Hackers are becoming more and more sophisticated in their phishing email attempts to steal personal and company data.

The number of data breaches caused by phishing is increasing with hackers finding their way into a company’s network using phished information such as employees’ stolen credentials, according to a recent report from cybersecurity organization Crowdstrike. In fact, hackers are now studying company’s leaders’ and employees’ communications to impersonate company emails and trick employees into entering their usernames and passwords into fake login links. Or, employees are being tricked into transferring money to fake bank accounts or purchasing gift cards thinking they are doing so on the directive on their superiors.

Recently, a Texas school district lost $2.3 million to a phishing scam. A school employee sent money through three separate transactions to a fake bank account before the scam was uncovered.

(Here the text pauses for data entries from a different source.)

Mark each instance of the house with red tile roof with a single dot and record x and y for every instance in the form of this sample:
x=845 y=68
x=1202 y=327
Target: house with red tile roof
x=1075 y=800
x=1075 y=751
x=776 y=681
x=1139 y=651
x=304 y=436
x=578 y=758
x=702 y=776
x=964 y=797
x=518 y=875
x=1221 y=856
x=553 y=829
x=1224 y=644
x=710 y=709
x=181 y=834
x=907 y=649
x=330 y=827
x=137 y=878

How to Prevent Phishing Attacks

1. Train and Educate Employees

Providing employees with ongoing training on phishing attacks and cyber awareness is key to helping them recognize phishing emails and other suspicious activity.

2. Be Aware

Don’t open email attachments or click links from senders you don’t know. If you receive something from a trusted source that seems suspicious, double check with that person to make sure he or she sent the email or made the request.

3. Report Phishing Attempts

If you spot a phishing email, make sure the email is flagged and reported to the proper department so other employees can be warned.